A finance team would retrieve data from SaaS platforms, such as Salesforce (customer-relationship-management CRM platform), SAP (enterprise-resource-planning ERP platform) etc.

APIs and data sources might undergo changes, such as 
- columns field renamed, removed, added
- new dataset added
- dataset size becomes larger
- streaming data

To extract data, we first need to understand the data sources.
- who will we work with?
  - who will the data serve?
  - who are the stakeholder involved?
  - what are their primary motives to use the data?
- how will the data be used?
  - what is the problem behind the problem that the users try to solve?
  - what are the requirements
- what is the frequency?
  - batch data or stream data?
  - how often we need to pull data
  - frequency of the reporting
- what is the expected data volume?
  - how large is the data?
  - how desirable to read, write, process data fast?
- what is the format?
  - JSON, csv, Parque, xml, log file?
  - relational vs non-relational
  - structured vs unstructured vs semi-structured
- what is the quality?
  - any missing value? outlier? imbalance?
  - Data might need to be heavily processed before loading to the target house. 
- how will the data be stored?
  - cloud storage, such as AWS S3, Google Cloud Platforms (GCP), Azure
  - OLAP (online analytical processing) vs OLTP(online transaction processing) databases

  

### Transform

Data transformation focus on manipulating and enhancing data to better serve users. 
It involves taking the raw data and performing operations to move it closers to the intended use. 

Transformation can be as simple as removing unwanted records such as filtering, or as complex as restructuring the data entirely.

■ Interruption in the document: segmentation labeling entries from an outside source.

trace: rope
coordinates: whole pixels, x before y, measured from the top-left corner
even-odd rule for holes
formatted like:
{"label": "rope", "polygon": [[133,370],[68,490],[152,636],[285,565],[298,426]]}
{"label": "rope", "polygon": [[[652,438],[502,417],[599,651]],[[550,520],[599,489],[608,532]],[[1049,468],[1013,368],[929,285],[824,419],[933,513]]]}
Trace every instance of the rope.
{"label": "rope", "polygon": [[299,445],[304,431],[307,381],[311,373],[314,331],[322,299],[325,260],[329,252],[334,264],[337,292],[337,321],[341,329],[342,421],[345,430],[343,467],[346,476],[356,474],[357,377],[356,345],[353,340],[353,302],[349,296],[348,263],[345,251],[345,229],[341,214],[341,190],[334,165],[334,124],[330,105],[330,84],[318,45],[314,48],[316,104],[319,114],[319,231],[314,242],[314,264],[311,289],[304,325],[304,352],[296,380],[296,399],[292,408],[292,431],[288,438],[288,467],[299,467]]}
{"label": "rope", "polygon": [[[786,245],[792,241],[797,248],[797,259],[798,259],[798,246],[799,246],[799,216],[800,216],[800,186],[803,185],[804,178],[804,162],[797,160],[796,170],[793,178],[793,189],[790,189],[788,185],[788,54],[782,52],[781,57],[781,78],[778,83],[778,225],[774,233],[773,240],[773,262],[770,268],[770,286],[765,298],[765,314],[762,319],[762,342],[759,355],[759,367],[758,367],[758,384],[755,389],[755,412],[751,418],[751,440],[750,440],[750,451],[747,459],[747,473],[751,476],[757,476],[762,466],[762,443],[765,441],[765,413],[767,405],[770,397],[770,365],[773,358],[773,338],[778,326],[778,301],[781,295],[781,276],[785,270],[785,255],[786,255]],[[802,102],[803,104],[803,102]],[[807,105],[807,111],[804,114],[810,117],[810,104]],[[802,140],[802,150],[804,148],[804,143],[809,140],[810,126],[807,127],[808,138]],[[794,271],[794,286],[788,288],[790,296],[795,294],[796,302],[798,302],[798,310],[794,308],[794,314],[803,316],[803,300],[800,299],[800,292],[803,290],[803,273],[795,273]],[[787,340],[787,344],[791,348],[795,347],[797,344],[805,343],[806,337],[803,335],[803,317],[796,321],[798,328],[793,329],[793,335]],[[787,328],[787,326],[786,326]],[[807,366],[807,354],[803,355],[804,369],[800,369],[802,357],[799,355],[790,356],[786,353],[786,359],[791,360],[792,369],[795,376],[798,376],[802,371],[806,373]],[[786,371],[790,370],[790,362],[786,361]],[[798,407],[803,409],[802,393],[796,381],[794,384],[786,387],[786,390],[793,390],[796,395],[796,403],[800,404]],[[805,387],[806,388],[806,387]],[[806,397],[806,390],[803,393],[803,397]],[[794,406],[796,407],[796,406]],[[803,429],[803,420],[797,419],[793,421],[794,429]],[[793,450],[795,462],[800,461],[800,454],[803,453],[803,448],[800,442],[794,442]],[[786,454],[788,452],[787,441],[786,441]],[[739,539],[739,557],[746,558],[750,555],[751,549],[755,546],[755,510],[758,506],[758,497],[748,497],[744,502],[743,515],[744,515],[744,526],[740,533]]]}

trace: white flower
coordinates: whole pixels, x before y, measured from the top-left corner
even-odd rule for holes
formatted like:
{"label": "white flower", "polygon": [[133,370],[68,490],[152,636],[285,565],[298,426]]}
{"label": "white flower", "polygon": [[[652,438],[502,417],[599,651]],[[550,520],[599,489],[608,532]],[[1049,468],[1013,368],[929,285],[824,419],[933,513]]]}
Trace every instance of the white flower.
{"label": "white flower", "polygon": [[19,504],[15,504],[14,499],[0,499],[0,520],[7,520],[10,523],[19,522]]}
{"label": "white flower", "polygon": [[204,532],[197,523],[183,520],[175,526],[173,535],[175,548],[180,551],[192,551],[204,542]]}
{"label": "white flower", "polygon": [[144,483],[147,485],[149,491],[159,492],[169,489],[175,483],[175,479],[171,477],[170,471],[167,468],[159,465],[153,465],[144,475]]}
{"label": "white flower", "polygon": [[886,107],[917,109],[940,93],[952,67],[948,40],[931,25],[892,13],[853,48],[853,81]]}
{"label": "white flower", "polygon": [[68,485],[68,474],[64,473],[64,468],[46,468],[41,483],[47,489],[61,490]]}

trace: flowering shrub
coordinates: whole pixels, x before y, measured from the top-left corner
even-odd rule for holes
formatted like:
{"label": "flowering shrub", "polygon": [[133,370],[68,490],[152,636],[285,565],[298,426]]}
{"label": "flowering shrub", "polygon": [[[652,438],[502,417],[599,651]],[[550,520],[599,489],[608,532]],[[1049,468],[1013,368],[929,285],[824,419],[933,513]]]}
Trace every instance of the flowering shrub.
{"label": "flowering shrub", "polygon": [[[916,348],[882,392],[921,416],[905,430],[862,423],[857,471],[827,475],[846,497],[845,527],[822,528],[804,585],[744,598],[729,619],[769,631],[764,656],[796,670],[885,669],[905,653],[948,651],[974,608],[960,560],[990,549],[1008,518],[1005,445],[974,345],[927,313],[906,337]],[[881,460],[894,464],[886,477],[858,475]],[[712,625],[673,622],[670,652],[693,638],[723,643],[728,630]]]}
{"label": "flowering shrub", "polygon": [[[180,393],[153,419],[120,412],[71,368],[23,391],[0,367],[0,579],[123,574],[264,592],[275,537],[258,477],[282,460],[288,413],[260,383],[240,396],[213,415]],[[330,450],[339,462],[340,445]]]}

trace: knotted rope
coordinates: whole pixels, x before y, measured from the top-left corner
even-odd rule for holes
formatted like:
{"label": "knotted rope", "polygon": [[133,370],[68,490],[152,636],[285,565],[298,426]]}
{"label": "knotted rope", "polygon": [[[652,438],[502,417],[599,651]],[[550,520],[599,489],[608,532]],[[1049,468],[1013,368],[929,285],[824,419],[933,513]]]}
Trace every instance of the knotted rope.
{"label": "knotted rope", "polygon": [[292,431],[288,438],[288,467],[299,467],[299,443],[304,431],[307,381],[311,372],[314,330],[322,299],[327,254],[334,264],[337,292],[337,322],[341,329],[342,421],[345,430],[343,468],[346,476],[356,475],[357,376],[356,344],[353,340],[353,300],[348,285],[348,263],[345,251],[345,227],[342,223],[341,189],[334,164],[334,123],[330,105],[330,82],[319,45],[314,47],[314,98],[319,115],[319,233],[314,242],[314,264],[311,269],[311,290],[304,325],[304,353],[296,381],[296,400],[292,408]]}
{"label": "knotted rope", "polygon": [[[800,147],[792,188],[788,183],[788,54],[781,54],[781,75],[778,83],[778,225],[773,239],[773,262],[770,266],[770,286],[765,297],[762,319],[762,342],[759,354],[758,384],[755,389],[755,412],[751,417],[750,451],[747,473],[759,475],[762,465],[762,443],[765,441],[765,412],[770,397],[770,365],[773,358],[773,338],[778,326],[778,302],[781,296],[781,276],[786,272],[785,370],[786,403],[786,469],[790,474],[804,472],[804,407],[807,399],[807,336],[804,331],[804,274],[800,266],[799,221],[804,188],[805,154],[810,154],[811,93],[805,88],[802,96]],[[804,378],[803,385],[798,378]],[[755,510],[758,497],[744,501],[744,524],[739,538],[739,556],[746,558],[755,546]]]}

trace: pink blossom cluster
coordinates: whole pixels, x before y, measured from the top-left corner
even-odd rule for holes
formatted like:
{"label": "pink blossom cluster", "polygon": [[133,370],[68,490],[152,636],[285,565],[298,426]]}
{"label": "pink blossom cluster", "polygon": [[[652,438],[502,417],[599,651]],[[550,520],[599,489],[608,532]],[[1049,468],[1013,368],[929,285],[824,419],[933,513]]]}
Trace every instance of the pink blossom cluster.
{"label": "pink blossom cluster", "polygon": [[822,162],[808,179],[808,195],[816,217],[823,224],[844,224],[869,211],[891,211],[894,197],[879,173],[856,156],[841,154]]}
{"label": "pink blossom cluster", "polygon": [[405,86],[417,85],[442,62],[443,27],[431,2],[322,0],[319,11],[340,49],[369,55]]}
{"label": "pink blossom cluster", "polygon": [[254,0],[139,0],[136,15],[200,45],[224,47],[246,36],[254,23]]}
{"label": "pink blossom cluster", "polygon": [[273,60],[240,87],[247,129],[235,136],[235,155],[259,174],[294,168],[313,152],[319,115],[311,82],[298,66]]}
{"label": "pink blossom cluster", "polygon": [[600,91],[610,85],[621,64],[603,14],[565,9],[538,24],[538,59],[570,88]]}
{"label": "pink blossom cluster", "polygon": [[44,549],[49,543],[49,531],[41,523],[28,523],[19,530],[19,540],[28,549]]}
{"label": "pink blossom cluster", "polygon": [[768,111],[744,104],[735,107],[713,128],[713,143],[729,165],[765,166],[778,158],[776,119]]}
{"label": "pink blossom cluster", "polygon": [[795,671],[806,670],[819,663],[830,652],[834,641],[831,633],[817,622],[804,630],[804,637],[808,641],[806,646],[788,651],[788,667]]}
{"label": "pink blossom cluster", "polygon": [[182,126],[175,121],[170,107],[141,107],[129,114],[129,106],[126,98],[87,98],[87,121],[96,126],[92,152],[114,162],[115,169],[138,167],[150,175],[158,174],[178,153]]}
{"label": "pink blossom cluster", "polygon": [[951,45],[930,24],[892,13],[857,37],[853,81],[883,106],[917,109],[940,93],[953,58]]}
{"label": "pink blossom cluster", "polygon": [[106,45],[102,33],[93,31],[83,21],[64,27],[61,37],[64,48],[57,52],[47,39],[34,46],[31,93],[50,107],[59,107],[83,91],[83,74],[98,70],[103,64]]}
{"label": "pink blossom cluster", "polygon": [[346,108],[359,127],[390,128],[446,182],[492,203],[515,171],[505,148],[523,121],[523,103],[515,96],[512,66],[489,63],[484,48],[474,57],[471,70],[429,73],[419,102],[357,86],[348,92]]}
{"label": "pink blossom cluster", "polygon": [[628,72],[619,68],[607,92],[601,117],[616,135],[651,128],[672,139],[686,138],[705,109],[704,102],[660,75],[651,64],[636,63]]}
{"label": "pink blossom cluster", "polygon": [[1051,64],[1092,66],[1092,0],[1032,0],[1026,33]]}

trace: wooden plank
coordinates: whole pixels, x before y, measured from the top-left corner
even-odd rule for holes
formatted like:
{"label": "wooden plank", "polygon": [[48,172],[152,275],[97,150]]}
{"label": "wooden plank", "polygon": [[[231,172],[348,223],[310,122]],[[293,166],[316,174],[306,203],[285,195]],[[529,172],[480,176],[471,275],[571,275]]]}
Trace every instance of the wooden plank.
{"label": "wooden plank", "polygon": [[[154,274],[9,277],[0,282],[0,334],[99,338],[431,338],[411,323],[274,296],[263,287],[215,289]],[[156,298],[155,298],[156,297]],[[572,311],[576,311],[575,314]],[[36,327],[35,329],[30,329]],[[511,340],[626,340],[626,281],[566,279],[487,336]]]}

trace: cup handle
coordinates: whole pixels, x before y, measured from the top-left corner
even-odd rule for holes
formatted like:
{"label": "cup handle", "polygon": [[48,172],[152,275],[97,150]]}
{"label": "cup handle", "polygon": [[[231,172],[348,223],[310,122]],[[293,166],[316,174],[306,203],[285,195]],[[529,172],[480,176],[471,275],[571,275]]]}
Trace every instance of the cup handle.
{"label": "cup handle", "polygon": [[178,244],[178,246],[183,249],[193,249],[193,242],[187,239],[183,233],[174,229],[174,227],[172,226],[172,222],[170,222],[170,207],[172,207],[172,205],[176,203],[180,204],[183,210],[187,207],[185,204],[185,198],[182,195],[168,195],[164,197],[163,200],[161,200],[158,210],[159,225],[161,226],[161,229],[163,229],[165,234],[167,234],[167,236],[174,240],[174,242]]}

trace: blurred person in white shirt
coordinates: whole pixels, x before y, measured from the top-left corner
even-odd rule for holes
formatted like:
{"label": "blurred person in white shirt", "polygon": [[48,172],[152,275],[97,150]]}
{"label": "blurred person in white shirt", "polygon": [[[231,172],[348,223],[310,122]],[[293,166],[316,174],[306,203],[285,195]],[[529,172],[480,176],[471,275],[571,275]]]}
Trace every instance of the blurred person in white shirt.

It can be orchestrated by many tools, such as Python, SQL, Scala, R or an excel spreadsheet. 

#### Data staging

Between transformations, data is often staged - written in a temp state.
It is a data design pattern to organize the data with the goal of incrementally and progressively improving the structure and quality of data. This is usually referred to **MEDALLION** Architecture.
![image.png](attachment:image.png)


#### Data transformation patterns
- Enrichment
  Enrich existing data with additional sources, for example, appending demographic info to user records, appending product info to product records etc. 
- Joining
  Combine two or more datasets based on common field(s)
- Filtering
  Select only the necessary data points for analysis based on certain criteria
- Structuring
  Structuring involves translating data to required format, for example, json to csv.
- Conversion
  Convert a string to data/time or integer.
- Aggregate
  Summarize and combine data such as calculating total sales, average of a set of values.
- Anonymization
  Mask data or obfuscate information to protect privacy. 
- Splitting
  Split data column to multiple columnes can be thought of a simple form of denormalization.
- Deduplicate
  Remove redundant or duplicated records.